I've got a custom 6 laminate blank I made sitting on my bench waiting to be loaded into my next personal build! I've built the 5 laminate motors before in my competition Outlaw Tjets. Actually pulled a 0.299 et @ 80.01 mph! Yes.......with a Tjet!! I'll make that sucker work in a chassis!!


Jim Sgrig


----------



## JordanZ870 (Nov 25, 2004)

tjetsgrig said:


> I've got a custom 6 laminate blank I made sitting on my bench waiting to be loaded into my next personal build! I've built the 5 laminate motors before in my competition Outlaw Tjets. Actually pulled a 0.299 et @ 80.01 mph! Yes.......with a Tjet!! I'll make that sucker work in a chassis!!
> 
> 
> Jim Sgrig


Wont be much of a chassis left after final fitting?


----------



## SouthLyonBen (Mar 14, 2012)

Some quick and bad way too big pics of it actually sitting in a chassis


----------



## Ralphthe3rd (Feb 24, 2011)

Too Cool- Scrig and Southlyonben ! :thumbsup:
And guess what, I went into the Flea Market/antique Mall where I work, and what do you think i Found there!? Yep, I found the exact same Life-Like Sante Fe Diesel Loco selling for $5 as-is... so i just Had to buy it....and I did pop the body off the chassis before I bought it just to make sure it had the same motor, and it does. I'll be disassembling it tomorrow when I get the chance. 
But FYI, I have no plans to ever convert for use in a slot, i just wanted it for my Arm collection. So you guys really think that Aurora made these motors for Life-Like ???


----------



## alpink (Aug 22, 2010)

prolly the same manufacturer. I am not sure Aurora ever had a winding facility, but used existing, established businesses for arms
Faller and maybe Bauer had the same type arms too.


----------



## slotcarman12078 (Oct 3, 2008)

I'm pretty sure Aurora used multiple vendors to keep up with demand during the T jet's heyday. Vibes according to this wiki totaled 1.5 million produced, and then the T Jet came about. By the early 70's, production numbers totaled tens of millions!!! 

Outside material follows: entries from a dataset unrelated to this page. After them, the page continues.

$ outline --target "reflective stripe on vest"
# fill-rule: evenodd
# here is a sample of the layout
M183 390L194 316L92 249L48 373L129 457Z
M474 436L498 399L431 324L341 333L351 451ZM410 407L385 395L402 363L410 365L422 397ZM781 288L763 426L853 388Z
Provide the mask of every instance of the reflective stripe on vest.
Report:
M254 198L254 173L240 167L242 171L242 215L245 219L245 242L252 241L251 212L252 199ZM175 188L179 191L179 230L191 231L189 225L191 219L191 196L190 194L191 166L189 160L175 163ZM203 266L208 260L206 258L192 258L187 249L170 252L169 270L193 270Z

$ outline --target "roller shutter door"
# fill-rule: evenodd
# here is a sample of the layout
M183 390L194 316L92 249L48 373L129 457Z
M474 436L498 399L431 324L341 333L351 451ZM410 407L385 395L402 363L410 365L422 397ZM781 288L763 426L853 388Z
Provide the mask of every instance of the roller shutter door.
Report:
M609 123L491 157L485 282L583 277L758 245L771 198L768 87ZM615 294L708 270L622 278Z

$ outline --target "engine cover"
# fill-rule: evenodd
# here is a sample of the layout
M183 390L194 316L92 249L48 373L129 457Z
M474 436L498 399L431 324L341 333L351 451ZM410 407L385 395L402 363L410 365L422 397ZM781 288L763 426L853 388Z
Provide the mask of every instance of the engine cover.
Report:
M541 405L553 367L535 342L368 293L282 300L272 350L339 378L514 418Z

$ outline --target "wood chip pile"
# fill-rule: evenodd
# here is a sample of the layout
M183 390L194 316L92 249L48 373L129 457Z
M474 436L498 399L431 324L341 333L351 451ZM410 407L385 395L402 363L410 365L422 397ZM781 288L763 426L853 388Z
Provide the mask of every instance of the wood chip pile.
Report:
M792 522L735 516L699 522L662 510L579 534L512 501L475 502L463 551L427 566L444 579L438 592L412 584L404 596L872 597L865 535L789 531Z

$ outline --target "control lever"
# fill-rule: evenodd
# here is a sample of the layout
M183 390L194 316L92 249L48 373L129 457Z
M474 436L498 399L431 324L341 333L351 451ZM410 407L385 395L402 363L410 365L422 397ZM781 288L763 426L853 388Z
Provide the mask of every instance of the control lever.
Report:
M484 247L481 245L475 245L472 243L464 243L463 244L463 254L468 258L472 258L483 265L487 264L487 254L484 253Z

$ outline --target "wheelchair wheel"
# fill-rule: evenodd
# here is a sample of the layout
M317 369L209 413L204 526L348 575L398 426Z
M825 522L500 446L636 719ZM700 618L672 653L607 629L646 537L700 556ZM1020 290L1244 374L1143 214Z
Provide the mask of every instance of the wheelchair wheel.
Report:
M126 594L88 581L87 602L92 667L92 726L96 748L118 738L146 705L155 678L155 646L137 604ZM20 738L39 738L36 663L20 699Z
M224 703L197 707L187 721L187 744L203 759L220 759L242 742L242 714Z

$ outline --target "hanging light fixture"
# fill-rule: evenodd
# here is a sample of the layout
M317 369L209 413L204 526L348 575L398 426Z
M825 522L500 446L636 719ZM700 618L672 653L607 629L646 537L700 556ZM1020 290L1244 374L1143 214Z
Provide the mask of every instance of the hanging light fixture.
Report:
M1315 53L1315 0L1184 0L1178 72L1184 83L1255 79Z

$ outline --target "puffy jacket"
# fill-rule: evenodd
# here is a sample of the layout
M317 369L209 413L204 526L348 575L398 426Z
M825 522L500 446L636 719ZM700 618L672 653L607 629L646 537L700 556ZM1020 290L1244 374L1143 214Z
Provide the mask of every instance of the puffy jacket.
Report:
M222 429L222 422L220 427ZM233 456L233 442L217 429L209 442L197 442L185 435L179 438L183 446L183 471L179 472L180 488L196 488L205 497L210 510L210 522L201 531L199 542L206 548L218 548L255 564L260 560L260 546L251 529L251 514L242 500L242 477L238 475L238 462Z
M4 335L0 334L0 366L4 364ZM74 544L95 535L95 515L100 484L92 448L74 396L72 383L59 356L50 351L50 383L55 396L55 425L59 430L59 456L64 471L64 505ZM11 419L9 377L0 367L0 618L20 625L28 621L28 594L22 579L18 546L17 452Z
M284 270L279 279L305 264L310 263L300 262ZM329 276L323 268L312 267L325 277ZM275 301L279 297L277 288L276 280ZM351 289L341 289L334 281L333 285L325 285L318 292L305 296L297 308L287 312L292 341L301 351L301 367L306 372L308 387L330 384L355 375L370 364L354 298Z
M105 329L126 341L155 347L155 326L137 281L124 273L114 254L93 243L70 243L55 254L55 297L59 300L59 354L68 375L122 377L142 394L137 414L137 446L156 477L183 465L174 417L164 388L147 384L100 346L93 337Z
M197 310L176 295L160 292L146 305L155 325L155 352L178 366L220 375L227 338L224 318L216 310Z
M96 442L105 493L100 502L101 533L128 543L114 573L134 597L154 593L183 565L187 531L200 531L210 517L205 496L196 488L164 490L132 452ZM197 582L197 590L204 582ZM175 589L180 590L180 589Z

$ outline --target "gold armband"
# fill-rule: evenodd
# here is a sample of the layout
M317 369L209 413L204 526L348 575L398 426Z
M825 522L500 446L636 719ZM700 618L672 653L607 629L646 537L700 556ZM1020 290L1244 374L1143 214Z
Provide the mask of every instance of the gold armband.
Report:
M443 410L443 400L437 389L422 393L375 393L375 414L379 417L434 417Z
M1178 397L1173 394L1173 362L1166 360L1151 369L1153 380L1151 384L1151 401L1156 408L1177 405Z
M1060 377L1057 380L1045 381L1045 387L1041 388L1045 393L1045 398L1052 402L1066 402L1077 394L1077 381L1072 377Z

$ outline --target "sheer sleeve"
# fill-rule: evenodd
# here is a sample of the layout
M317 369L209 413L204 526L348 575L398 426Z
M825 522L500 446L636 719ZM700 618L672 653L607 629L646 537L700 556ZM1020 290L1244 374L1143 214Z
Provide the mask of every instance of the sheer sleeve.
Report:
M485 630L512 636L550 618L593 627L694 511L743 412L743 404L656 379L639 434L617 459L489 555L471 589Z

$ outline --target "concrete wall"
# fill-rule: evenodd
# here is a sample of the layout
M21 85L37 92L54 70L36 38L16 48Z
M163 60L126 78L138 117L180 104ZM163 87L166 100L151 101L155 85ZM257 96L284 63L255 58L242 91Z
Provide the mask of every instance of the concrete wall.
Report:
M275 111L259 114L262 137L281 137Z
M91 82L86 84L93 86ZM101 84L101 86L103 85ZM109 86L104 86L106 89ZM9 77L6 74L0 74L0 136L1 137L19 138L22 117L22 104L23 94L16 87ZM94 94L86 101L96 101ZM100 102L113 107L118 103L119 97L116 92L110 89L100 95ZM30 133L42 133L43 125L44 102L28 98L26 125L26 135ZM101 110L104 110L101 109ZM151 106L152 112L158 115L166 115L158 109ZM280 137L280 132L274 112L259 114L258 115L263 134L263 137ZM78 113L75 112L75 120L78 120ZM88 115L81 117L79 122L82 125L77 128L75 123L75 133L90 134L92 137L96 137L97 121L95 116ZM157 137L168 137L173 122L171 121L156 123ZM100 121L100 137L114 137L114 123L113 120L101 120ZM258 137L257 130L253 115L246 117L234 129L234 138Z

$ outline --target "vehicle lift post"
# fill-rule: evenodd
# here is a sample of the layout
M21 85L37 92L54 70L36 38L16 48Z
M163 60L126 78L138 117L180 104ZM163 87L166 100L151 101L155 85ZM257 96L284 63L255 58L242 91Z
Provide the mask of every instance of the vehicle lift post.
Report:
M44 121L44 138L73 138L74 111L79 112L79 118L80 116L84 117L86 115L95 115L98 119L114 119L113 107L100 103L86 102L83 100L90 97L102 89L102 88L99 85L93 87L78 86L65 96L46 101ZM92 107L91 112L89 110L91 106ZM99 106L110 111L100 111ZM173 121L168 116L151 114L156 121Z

http://en.wikipedia.org/wiki/Slot_car

To give you an idea... You'll need over 2700 armatures a day to make 1 million T Jets a year.. That's a lot of winding!! No doubt one of those manufacturers made other pancake arms for other applications, the Lifelike diesel being one of them.


----------



## Boosted-Z71 (Nov 26, 2007)

slotcarman12078 said:


> To give you an idea... You'll need over 2700 armatures a day to make 1 million T Jets a year.. That's a lot of winding!!.


I am sure Tjetsgrig could wind that many easily, Right Jim.

Never dreamed they made a million of these T-jets, that means I have a lot more collecting to do.

Great Info

Boosted


----------



## slotcarman12078 (Oct 3, 2008)

Reread that... If that source is correct, we're looking at 10s of millions of T Jets!!! Bare minimum we're looking at 20 million + T jets produced..


----------



## alpink (Aug 22, 2010)

I wanna know where the train cars full of original t-jet chassis are parked! there is no way all those chassis have been distributed, is there?


----------



## Boosted-Z71 (Nov 26, 2007)

Al I dont know where the full train carloads are parked at, but we can make a deal, if we find one we split it.

Amazing numbers.

Boosted


----------



## Omega (Jan 14, 2000)

You all know that as you rip apart the trains you need to take pictures and leak them over to the train section to see how many train guys to can make faint. 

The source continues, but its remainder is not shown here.